The project is projected to raise taxes on a $370,000 home in Burlington by about $800. Construction could start as early as the spring, Wool said. Meanwhile, the district is continuing to look for ways to reduce the cost, including raising money and selling the contents of the old building.
The district is also pursuing 17 state and federal funding options, including $32 million earmarked by legislators for PCB contamination,.
“We are not expecting Burlingtonians to bare and shoulder this entire expense, and that’s why we crafted the language on the ballot to say ‘up-to’,” Wool said.

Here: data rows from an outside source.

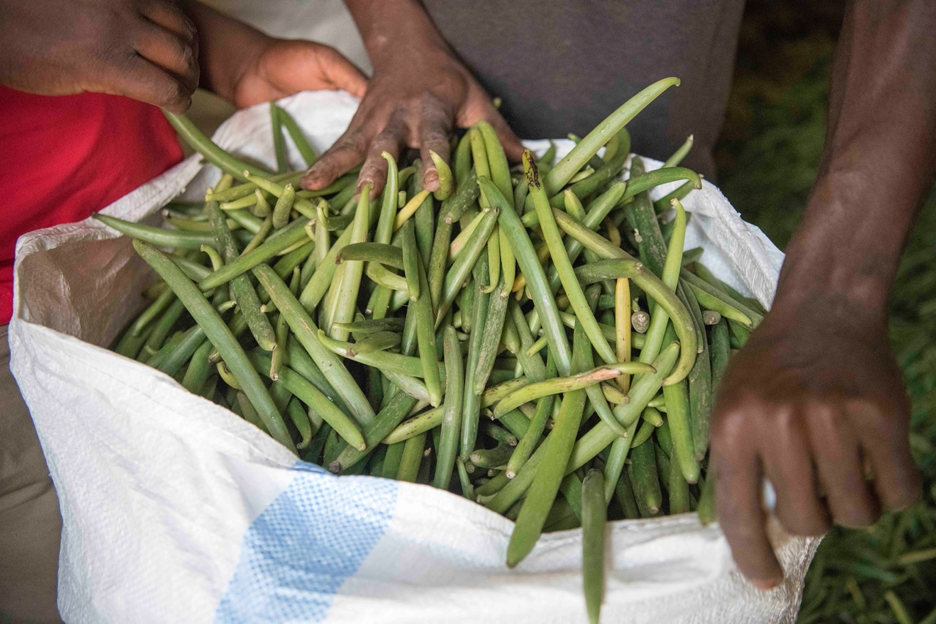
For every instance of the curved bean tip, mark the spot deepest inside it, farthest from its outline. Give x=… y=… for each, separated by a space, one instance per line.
x=530 y=169
x=431 y=180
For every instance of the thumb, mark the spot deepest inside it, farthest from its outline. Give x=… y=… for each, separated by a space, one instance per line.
x=341 y=72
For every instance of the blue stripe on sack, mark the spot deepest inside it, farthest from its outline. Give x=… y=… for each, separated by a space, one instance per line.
x=302 y=548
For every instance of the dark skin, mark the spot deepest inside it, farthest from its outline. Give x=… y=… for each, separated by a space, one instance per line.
x=157 y=51
x=418 y=94
x=815 y=402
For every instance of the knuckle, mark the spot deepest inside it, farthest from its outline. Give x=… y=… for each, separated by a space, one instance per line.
x=172 y=94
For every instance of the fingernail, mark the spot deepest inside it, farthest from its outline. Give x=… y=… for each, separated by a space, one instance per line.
x=311 y=181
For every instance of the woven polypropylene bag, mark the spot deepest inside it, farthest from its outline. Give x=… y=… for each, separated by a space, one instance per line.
x=176 y=510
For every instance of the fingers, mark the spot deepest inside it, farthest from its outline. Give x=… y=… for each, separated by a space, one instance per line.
x=738 y=494
x=170 y=52
x=480 y=108
x=389 y=140
x=839 y=467
x=789 y=467
x=886 y=447
x=144 y=81
x=342 y=73
x=170 y=17
x=347 y=152
x=433 y=136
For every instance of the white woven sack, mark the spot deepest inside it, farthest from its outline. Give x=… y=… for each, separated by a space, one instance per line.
x=176 y=510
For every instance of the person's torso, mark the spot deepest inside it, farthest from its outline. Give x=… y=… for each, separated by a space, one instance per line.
x=62 y=158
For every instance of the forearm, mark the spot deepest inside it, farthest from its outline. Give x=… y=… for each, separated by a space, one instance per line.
x=878 y=163
x=226 y=48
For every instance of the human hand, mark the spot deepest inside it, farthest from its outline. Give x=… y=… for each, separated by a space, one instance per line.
x=418 y=93
x=815 y=403
x=284 y=67
x=143 y=49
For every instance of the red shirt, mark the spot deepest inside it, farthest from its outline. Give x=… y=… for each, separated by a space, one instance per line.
x=62 y=158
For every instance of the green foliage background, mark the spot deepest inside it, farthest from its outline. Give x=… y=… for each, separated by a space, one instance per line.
x=767 y=160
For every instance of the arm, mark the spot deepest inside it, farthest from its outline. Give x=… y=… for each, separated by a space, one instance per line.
x=144 y=50
x=418 y=93
x=815 y=401
x=149 y=50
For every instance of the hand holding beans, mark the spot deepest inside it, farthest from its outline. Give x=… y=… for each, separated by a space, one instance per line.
x=418 y=94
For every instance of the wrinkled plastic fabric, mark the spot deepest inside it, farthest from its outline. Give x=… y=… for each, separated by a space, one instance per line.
x=176 y=510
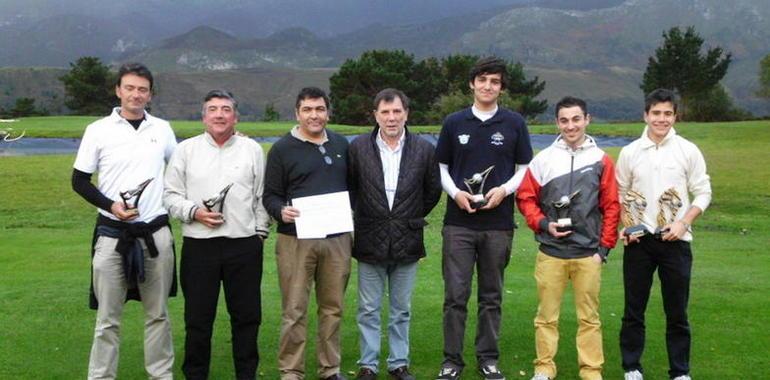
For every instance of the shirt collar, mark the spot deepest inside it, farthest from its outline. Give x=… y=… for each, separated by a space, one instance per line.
x=297 y=135
x=210 y=139
x=118 y=118
x=589 y=142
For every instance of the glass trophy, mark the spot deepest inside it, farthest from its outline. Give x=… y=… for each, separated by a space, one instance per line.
x=632 y=216
x=475 y=186
x=131 y=197
x=562 y=206
x=217 y=200
x=668 y=206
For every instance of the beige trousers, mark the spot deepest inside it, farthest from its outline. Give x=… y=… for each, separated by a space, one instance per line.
x=552 y=275
x=301 y=263
x=110 y=288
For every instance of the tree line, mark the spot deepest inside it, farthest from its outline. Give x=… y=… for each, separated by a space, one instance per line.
x=440 y=86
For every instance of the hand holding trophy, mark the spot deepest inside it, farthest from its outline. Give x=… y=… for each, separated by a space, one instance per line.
x=562 y=206
x=668 y=206
x=218 y=199
x=131 y=197
x=477 y=182
x=632 y=216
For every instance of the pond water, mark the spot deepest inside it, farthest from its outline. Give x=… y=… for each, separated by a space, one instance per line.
x=33 y=146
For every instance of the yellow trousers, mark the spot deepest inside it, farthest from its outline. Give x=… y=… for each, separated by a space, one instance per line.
x=552 y=275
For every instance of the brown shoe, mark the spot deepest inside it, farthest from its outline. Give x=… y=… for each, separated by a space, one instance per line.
x=401 y=373
x=336 y=376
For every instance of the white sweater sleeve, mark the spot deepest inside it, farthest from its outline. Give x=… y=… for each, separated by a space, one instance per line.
x=513 y=184
x=446 y=181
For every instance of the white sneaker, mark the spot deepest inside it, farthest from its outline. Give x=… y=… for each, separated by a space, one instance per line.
x=633 y=375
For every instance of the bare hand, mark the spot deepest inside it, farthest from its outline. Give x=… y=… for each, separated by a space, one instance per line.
x=675 y=231
x=209 y=218
x=463 y=200
x=628 y=239
x=552 y=230
x=288 y=214
x=119 y=209
x=494 y=197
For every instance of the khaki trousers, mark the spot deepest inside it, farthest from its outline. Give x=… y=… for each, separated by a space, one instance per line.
x=302 y=263
x=552 y=275
x=110 y=288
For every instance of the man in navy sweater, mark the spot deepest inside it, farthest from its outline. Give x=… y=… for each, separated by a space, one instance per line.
x=309 y=160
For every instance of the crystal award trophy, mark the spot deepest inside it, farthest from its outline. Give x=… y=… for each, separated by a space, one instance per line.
x=668 y=206
x=475 y=186
x=217 y=200
x=562 y=206
x=632 y=216
x=131 y=197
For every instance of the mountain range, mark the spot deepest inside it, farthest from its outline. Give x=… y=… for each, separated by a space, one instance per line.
x=595 y=49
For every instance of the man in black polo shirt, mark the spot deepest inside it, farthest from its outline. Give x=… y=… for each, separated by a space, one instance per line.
x=309 y=160
x=472 y=141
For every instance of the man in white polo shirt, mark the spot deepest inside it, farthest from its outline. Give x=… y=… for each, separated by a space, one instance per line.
x=665 y=169
x=222 y=238
x=133 y=254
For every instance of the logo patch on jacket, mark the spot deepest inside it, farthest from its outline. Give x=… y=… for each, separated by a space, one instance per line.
x=497 y=139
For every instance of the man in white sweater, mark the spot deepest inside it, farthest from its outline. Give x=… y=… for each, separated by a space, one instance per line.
x=214 y=186
x=665 y=169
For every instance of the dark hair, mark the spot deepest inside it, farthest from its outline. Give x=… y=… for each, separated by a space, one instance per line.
x=570 y=101
x=390 y=94
x=311 y=93
x=220 y=94
x=135 y=68
x=660 y=95
x=490 y=65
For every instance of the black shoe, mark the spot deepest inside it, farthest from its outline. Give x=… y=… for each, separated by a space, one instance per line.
x=491 y=372
x=336 y=376
x=401 y=373
x=448 y=373
x=366 y=374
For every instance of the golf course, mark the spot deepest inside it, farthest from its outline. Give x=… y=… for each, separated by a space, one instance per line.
x=46 y=326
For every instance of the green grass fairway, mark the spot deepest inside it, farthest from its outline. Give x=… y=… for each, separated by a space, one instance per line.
x=46 y=326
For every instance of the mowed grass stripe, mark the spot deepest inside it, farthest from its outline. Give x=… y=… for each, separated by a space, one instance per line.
x=46 y=327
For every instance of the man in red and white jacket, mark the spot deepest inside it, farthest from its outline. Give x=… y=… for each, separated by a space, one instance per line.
x=569 y=198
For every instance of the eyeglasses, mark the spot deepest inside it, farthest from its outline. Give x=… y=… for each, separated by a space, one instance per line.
x=327 y=159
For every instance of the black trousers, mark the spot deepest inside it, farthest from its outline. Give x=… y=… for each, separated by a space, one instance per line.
x=673 y=261
x=237 y=264
x=488 y=252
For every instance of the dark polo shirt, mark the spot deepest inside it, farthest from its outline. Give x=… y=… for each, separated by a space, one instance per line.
x=468 y=145
x=296 y=168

In an effort to further reduce the debt burden on taxpayers, the district is has filed a lawsuit against Monsanto. The agro-chemical giant made the toxic chemicals found in the building and soil during renovations, forcing teachers, students and staff to the old Macy’s building downtown. Monsanto says it “voluntarily stopped producing PCBs 45 years ago.”
Still, Queen City residents could be footing the bill in some capacity until 2047. However, Mayor Miro Weinberger said future generations will benefit from the investment.
“In a time of economic uncertainty and inflation, it really shows the value Burlington has put on education and this addresses a really big challenge that we had looming over this city for a while,” Weinberger said.